Dancing Shadows of Los Lorcas: An Evening with Federico’s Reincarnations

By Bianca Viňas


Photo by Bianca Viňa

Three hot cocoas, two coffees and an oolong tea, each one clutched by hands accustomed to ink stains and clacking keyboards. There was a table of writers waiting for a performance that could only be described as “melodic stanzas on stage,” or “poesía viva” (poetry alive). It was the fifth evening of PoemCity here in Montpelier and creatives from all over the community had gathered to listen to Los Lorcas, a band of performers reincarnating the wonder and awe of the legendary poet and playwright Federico Garcia Lorca. This event was held at Vermont College of Fine Arts’ Café Anna, a writers corner known to many for its warm energy and choice maple lattés.   


Photo by Bianca Viňas

Poet Partridge Boswell took the small stage and gave a nod to his fellow band members, guitarist Nat Williams and lyricist Peter Money.
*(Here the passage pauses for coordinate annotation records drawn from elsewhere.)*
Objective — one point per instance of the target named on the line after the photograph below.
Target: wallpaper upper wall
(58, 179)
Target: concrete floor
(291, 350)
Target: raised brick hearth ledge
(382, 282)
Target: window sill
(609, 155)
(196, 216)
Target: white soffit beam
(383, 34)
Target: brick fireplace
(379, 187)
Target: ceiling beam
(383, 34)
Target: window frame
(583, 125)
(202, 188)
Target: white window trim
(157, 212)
Recipient of this year’s Edna St. Vincent Millay and Red Wheelbarrow Poetry Prizes, Partridge Boswell is the author of Some Far Country, winner of the Grolier Poetry Prize. Boswell is also co-founder to Bookstock: The Green Mountain Festival of Words, as well as a truly gifted musician and songwriter. Before counting to three in a tongue much reminiscent of the titular poet Lorca’s homeland, Fuente Vaqueros (Spain), Boswell asked the audience to pause and marvel at the month long celebration that is PoemCity 2018, joking that “love only gets  one day (Valentine’s Day)… us, a whole month.”


Los Lorca’s warming up. Photo by Bianca Viňa

The first song brought the Café to a thoughtful and resonant silence, an Andalusian serenade inspired by Lorca’s original poetry. It was followed by a rendition of Leonard Cohen’s Suzanne, a song that captured the attention of the audience. The people sitting at my table, in a section of the Café facing the college’s frozen basketball court, was taken with the next performance, a melodious version of W.B. Yeats The Lake Isle of Innisfree. The rest of the audience was taken by an indie folk eulogy to Evil Knievel.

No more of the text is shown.